The protein concentration of the cell‐free lysate was determined as described previously and adjusted to 1 mg·mL−1 with saline. An aliquot containing 60 mg of protein was pelleted by ultracentrifugation (100 000 at 4 °C for 1 h) and the membranes were washed in phosphate‐buffered saline (PBS) followed by further ultracentrifugation (100 000 at 4 °C for 1 h). The pellet was carefully resuspended in 1000 μL of carbonate buffer (200 mm Na2CO3 pH11.0) using an insulin syringe to homogenize the pellet. The sample was incubated on ice for 1 h and homogenized every 15 min. The protein concentration of the homogenized pellet was determined and the concentration was adjusted to 1 mg·mL−1 with carbonate buffer. With the sample at room temperature, solid urea (BioRad) was added to a concentration of 8M. Samples were reduced with 4 mm tributylphosphine (TBP) (BioRad) at 50 °C for 30 min. Alkylation of the samples was performed with 10 mm IAA in the dark for 30 min. Proteinase K (Sigma) was then added to the sample in an enzyme/protein ratio of 1 : 50 and incubated overnight at 35 °C on a shaker. An equal volume of 10% ACN (Ajax Finechem‐Thermo Fisher Scientific, Sydney, Australia) in water was added and the sample was cooled on ice for 15 min. Samples were then ultracentrifuged (100 000 at 4 °C for 1 h), and the supernatant was discarded and the pellet was rinsed with 50 mm TEAB (pH 8.4–8.6) to remove residual urea. Membranes were then pelleted by centrifugation (100 000 ) at 4 °C for 1 h.

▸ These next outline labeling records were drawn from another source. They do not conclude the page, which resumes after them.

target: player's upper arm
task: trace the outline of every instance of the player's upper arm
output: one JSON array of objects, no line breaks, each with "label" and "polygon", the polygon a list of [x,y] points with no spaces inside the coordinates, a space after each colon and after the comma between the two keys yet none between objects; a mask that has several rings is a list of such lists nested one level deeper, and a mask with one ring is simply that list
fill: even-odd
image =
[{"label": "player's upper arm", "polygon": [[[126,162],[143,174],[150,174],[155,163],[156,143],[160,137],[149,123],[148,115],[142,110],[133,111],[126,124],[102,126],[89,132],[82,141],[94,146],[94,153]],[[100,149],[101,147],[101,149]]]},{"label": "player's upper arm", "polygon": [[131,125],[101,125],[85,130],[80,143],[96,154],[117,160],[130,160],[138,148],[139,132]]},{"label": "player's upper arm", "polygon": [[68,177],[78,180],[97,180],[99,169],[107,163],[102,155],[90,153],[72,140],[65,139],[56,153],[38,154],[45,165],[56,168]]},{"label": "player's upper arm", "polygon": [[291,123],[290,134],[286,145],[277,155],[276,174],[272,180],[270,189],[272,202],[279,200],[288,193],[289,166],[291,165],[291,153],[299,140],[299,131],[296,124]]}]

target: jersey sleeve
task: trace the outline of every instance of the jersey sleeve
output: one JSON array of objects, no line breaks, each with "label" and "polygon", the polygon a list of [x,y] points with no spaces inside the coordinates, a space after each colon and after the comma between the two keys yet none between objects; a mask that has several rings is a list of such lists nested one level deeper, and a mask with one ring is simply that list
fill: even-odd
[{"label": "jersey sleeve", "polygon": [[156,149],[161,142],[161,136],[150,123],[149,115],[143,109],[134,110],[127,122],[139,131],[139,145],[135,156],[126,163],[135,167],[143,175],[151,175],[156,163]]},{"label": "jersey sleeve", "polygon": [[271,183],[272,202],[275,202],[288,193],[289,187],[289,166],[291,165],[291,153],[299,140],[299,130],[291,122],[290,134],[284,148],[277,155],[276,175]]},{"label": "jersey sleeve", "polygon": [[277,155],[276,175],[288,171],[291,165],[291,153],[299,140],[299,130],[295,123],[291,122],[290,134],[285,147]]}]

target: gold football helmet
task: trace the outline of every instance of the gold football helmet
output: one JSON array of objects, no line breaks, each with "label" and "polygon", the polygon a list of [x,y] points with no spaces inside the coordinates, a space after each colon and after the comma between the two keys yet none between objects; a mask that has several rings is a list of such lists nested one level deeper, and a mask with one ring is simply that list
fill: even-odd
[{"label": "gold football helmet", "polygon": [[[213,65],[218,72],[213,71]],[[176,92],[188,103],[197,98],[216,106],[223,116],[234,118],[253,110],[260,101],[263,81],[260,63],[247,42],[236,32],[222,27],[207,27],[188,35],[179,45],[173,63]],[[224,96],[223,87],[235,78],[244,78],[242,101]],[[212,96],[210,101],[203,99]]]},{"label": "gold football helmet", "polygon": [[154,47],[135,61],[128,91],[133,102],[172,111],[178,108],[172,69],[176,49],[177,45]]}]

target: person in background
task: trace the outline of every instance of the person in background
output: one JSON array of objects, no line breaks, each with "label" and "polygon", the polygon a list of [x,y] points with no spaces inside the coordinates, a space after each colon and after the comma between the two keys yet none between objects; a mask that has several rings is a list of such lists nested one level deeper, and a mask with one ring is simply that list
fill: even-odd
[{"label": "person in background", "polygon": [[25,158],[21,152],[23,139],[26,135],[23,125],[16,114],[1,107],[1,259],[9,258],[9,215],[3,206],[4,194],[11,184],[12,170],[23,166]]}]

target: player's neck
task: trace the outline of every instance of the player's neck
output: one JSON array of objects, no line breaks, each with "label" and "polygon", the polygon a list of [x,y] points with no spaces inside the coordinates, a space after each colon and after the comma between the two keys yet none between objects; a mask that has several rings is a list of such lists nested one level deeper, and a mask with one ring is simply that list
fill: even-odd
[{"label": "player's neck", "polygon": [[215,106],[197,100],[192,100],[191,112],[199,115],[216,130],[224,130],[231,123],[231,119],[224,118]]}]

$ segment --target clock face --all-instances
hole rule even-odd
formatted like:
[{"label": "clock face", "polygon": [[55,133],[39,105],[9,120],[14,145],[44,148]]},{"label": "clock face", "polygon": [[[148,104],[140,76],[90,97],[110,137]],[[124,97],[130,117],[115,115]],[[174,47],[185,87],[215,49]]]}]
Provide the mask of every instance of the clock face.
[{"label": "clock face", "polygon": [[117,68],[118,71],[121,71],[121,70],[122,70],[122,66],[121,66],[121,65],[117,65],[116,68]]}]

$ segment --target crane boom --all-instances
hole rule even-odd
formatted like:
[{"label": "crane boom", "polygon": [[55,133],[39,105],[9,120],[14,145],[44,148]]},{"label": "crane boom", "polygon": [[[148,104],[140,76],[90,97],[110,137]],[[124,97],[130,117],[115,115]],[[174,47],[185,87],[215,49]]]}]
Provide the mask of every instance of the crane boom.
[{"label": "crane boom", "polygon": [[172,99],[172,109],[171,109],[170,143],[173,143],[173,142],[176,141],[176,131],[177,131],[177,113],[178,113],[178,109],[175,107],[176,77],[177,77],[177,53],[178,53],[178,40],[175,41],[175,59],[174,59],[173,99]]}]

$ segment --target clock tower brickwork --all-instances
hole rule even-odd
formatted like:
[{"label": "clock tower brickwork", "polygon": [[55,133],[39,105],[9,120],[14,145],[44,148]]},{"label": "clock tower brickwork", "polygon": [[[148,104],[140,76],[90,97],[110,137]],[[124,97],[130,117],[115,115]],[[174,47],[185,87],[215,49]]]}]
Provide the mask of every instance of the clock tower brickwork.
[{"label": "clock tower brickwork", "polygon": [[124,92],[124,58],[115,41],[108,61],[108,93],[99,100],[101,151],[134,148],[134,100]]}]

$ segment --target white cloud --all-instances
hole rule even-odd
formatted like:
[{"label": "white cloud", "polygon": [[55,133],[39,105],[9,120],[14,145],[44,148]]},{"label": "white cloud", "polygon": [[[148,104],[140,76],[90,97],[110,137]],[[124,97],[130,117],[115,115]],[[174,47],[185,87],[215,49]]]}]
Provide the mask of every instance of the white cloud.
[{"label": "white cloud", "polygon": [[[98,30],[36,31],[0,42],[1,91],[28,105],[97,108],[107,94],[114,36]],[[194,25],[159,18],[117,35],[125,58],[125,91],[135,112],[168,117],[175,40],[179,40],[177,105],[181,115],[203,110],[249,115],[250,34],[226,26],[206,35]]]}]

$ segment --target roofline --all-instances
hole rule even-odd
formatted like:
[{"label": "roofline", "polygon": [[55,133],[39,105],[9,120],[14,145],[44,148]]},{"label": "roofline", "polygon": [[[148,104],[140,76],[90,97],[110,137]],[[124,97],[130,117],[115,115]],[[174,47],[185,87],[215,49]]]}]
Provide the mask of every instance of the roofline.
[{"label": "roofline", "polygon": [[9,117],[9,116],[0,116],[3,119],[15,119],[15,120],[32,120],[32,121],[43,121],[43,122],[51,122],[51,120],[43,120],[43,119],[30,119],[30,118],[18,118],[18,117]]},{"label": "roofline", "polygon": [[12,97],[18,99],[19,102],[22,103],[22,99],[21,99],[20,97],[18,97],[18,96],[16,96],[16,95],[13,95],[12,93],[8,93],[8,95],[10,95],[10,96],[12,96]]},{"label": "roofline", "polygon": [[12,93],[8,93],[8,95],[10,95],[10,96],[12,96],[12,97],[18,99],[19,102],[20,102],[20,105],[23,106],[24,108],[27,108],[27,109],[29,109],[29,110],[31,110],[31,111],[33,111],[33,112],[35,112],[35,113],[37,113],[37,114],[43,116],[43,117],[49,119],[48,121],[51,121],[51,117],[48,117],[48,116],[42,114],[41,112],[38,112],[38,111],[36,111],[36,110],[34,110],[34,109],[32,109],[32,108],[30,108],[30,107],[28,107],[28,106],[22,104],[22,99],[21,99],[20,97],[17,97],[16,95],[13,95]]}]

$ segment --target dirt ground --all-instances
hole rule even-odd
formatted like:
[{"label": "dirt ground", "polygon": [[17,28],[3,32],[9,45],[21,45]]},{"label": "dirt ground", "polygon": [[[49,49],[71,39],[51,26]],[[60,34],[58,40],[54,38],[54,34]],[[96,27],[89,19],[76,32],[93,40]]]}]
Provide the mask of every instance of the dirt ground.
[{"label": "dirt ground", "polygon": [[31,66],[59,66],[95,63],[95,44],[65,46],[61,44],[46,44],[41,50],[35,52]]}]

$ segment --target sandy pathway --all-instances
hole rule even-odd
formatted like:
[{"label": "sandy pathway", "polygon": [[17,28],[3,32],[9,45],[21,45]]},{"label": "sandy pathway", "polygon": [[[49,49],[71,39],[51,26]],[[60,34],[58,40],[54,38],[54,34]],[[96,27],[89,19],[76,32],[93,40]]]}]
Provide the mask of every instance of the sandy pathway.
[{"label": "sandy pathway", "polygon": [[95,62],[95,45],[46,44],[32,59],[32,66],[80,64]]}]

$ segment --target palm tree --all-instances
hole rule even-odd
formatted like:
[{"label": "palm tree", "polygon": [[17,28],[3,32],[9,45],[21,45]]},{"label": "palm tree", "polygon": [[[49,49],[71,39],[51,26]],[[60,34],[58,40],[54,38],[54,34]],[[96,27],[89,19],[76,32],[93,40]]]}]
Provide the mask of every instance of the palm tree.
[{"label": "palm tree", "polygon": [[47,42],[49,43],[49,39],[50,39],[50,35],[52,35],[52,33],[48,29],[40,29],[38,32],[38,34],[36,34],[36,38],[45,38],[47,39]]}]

The pellet was resuspended in 200 μL of TEAB 10 mm calcium chloride and 0.5% RapiGest (Waters, Milford, MA, USA). About, 4 μg of chymotrypsin (Sigma) was added and digestion was performed for 6 h at 30 °C (with shaking). RapiGest was removed by incubation in 0.25M HCl solution (pH < 2) for 45 min at 37 °C.

The sample was then centrifuged three times (20 000 at 4 °C for 15 min) each time collecting the supernatant‐containing peptides.

The resultant supernatant was then analyzed with LC‐MS/MS. Peptides were desalted and concentrated using C18 spin column (Pierce, Rockford, IL, USA). Peptides were eluted using ACN/TFA/H2O (70 : 0.5 : 29.5, v/v) and freeze dried. The lyophilized peptides were resuspended using ACN/TFA/H2O (2 : 0.1 : 97.9, v/v). The volumes of the resulting peptide extracts were reduced by vacuum centrifugation to approximately 2 μL then resuspended with 0.1% TFA in 2% ACN to a total volume of ~ 10 μL.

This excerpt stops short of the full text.